Do you have any habits whilst working in your studio? Listening to music or the radio but nothing that will interfere too much with my headspace.
If you could get private plane just for the day, where would you go? Back to Afghanistan; I was there in 2011. It’s an astoundingly beautiful country, wild & dramatic with a rich complex history. I met some totally crazy, wonderful people like Jason Howe a conflict photographer, living in Kabul.
Who inspires you most? My mother, she’s resilient, selfless, open-minded & really good fun.
What was the last song you listened to? Courage by Villagers
Where is your happy place? Up on the gallops just above where I live on Watership Down. Until recently I rode out for racehorse trainer Andrew Balding. It’s exhilarating working the horses early in the morning on the gallops & the views up there are breathtaking.
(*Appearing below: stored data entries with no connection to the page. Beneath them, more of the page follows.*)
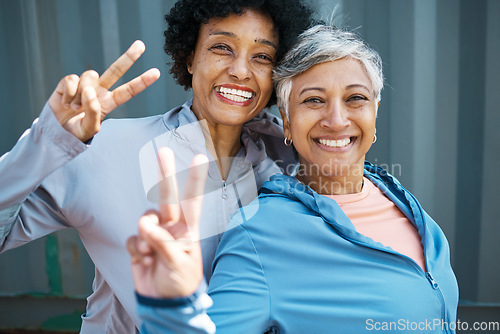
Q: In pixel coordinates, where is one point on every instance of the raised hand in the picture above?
(166, 254)
(81, 103)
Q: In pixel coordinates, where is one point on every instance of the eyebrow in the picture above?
(260, 40)
(323, 90)
(311, 88)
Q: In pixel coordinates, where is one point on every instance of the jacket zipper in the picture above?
(224, 190)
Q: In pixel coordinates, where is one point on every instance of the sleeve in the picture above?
(238, 289)
(27, 211)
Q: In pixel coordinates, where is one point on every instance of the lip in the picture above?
(237, 87)
(335, 149)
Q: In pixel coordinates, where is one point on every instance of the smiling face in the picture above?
(332, 121)
(231, 68)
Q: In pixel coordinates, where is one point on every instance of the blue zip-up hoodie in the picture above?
(297, 265)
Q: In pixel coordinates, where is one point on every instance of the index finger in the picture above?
(169, 198)
(122, 64)
(192, 202)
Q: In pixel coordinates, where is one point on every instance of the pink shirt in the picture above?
(376, 216)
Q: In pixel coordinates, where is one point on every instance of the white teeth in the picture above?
(335, 143)
(236, 95)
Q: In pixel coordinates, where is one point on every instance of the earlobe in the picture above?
(286, 124)
(189, 63)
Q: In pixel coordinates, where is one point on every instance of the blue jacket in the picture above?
(299, 266)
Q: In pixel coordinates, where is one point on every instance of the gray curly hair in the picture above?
(320, 44)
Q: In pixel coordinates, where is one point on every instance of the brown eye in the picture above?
(264, 58)
(313, 100)
(221, 48)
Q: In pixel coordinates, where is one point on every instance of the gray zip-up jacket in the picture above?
(50, 180)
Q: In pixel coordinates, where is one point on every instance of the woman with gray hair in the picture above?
(340, 247)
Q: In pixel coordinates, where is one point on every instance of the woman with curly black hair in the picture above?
(69, 171)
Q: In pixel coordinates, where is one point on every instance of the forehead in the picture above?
(251, 24)
(339, 73)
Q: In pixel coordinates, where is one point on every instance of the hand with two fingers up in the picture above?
(80, 104)
(166, 254)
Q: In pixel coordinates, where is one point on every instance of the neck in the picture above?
(348, 181)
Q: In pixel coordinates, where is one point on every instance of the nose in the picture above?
(336, 117)
(240, 68)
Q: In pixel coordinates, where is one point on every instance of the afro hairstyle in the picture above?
(290, 18)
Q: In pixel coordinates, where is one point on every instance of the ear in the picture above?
(286, 124)
(189, 63)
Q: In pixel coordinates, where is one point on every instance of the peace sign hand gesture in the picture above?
(81, 103)
(166, 254)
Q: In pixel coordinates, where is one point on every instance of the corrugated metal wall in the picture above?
(437, 127)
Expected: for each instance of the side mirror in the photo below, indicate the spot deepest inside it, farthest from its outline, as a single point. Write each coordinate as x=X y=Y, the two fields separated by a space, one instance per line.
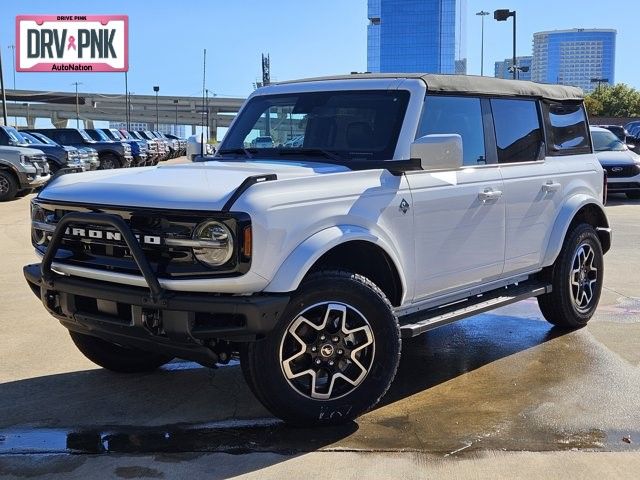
x=438 y=152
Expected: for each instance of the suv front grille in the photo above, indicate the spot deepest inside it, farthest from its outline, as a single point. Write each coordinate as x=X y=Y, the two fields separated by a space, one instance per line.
x=106 y=252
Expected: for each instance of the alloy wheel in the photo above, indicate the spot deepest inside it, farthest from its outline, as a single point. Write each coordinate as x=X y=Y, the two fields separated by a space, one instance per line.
x=583 y=278
x=327 y=351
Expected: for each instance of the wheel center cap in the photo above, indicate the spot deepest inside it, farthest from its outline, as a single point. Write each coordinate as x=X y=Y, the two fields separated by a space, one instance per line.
x=326 y=350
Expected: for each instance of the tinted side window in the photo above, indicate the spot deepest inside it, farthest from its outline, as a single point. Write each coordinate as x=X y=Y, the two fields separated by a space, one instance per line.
x=518 y=131
x=461 y=115
x=567 y=128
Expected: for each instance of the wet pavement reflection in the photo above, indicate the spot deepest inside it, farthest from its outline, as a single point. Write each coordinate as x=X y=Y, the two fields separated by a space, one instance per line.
x=505 y=380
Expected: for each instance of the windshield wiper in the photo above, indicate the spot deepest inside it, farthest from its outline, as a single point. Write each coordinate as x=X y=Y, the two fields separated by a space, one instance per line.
x=311 y=151
x=247 y=153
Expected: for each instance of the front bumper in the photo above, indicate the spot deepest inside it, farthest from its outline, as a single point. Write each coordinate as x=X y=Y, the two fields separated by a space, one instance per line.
x=180 y=324
x=623 y=185
x=33 y=179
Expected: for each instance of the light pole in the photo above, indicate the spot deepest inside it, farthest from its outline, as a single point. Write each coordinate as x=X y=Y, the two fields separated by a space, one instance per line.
x=502 y=16
x=482 y=14
x=4 y=95
x=13 y=54
x=175 y=131
x=26 y=105
x=156 y=89
x=77 y=104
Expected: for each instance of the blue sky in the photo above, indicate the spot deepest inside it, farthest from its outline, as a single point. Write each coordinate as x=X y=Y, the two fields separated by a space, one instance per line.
x=304 y=38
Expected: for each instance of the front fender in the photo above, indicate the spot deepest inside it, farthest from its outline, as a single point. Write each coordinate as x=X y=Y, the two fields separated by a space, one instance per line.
x=563 y=220
x=303 y=257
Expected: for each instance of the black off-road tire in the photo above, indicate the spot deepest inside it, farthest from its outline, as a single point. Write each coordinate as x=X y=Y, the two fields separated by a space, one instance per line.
x=8 y=186
x=109 y=159
x=559 y=306
x=117 y=358
x=263 y=365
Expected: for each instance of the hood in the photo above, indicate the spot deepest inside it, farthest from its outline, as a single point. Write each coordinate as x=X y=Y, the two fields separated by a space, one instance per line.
x=20 y=151
x=197 y=186
x=624 y=157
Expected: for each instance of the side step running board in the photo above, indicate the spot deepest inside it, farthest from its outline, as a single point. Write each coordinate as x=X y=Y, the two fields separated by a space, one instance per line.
x=420 y=322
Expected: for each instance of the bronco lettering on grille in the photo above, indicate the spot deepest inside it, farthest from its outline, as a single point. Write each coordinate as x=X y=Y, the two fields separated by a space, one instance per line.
x=109 y=235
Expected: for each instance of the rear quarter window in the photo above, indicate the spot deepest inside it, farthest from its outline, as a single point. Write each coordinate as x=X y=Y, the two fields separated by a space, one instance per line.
x=567 y=128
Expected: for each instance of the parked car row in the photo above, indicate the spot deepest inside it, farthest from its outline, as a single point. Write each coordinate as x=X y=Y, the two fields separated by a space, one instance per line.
x=30 y=157
x=621 y=164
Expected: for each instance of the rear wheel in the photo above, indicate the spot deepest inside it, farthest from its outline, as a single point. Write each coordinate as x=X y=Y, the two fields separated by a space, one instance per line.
x=333 y=354
x=576 y=278
x=8 y=186
x=115 y=357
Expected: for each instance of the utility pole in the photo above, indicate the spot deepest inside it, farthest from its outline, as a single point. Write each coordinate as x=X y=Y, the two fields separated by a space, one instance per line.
x=482 y=14
x=502 y=16
x=77 y=104
x=4 y=94
x=176 y=125
x=204 y=79
x=126 y=99
x=266 y=81
x=13 y=54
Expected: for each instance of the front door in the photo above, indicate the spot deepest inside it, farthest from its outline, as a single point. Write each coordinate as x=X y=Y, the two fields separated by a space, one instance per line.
x=532 y=186
x=459 y=216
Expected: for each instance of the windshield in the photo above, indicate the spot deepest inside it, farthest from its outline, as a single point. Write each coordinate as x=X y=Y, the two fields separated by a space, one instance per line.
x=343 y=125
x=605 y=141
x=44 y=139
x=30 y=139
x=15 y=137
x=85 y=136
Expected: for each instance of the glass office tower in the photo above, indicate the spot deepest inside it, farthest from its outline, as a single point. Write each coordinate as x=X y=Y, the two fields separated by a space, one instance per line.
x=579 y=57
x=503 y=68
x=416 y=36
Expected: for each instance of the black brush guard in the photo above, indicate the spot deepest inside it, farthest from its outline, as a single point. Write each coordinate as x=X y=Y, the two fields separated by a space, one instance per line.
x=172 y=322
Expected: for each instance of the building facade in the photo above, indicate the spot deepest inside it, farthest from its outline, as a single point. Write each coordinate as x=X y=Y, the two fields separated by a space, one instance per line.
x=503 y=68
x=579 y=57
x=416 y=36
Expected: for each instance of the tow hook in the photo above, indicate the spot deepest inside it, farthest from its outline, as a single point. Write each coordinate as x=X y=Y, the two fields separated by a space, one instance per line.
x=152 y=321
x=51 y=301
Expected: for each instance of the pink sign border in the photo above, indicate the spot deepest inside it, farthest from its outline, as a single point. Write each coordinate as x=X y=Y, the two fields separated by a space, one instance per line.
x=98 y=67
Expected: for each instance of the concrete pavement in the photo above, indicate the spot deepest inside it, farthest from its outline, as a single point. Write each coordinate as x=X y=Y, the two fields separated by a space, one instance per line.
x=500 y=381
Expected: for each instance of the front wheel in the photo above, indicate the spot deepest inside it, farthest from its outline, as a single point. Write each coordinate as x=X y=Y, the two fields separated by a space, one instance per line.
x=115 y=357
x=576 y=278
x=333 y=354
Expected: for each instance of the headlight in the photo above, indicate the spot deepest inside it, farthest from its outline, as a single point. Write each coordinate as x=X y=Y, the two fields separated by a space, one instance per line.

Can you remember the first work of art that moved you? On first seeing Joseph Beuy’s installation “The End of The Twentieth Century in the Tate”, I was utterly baffled.
What is it about that piece that spoke to you? It‘s monumental scale inspired me; it’s elemental & primordial. It alludes to the tragedy of two world wars. It speaks of healing, regeneration & the end of an old world & the birth of a new ecologically conscious one.
What role do you think art plays in our daily life? Picasso said “the purpose of art is washing the dust of daily life off our souls”. Art pushes us out of our comfort zone & illuminates that which has been hidden from us.
And last but not least, if you could describe yourself in one sentence, what would it be? Unrealistically optimistic; a dreamer…Very much dominated by the right hemisphere.